Who’s your favorite superhero?


A:

It’s easy for me to say Superman, but that wouldn’t be right. Do I have a favorite superhero? … Einstein, does he count?


Q:

What’s your biggest pet peeve?


A:

People who are too inflexible to enjoy originality.


Q:

What do you wish more people from the lower 48 states knew about Alaska?


A:

That Alaska is by far the greatest state in the United States.


Q:

Air conditioning: yea or nay?


A:

It depends on the climate. For sure here [in Arizona]. In Alaska I don’t have air conditioning, and I went for seven years without turning air conditioning on in my car. One year we had an unusually hot day in the summer, and I turned it on, and much to my surprise it worked.


Q:

What’s the best gift you’ve ever given someone else?


A:

When I got married I gave my wife a custom-made metal grandfather clock made in California to commemorate the fact that after many months of long-distance dating, we were not only living in the same place but sharing the same clock and the same time zone.


Q:

What music have you listened to today?


A:

I’ve actually been sleeping all day because I have a cold of all things—to show up in Arizona with a cold! One song I love that a lot of people don’t know is “My Baby Loves a Bunch of Authors.”


Q:

Winter Olympics or Summer Olympics?


A:

Winter Olympics. To me it’s more exciting, more speed. High-speed skiing, bobsledding, that sort of thing.


Q:

What’s your favorite plant or flower?


A:

Probably the rafflesia—a very large tropical flower. It grows in Borneo.


Q:

What’s the last great book you read?


A:

I read so many great books … I’m reading a book right now called Canada.
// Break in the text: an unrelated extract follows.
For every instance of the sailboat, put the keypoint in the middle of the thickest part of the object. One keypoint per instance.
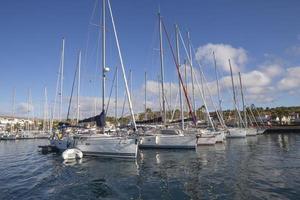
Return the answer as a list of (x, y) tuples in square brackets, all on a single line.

I don’t often read novels, but it’s a fantastic novel by Richard Ford. Another recent book I really enjoyed was Nothing to Envy, about North Korea. And the other was China Road, about an NPR correspondent who traveled by road thousands of miles across China. And another one—actually, this would be probably the best book I’ve read in a while—was called Dangerous Work. I reviewed it for The New York Times. It was written by Arthur Conan Doyle: his journals from his time in the Arctic, when he was 20 years old and served on a sailing vessel.


Q:

Where do you come up with your best ideas?


A:

Just in day-to-day life, talking to people, being outside, reading, listening to music. It’s not so much coming up with the best idea; it’s filtering them to come up with the idea that works best. For every idea that’s good, there’s 100 ideas that seem good but don’t last.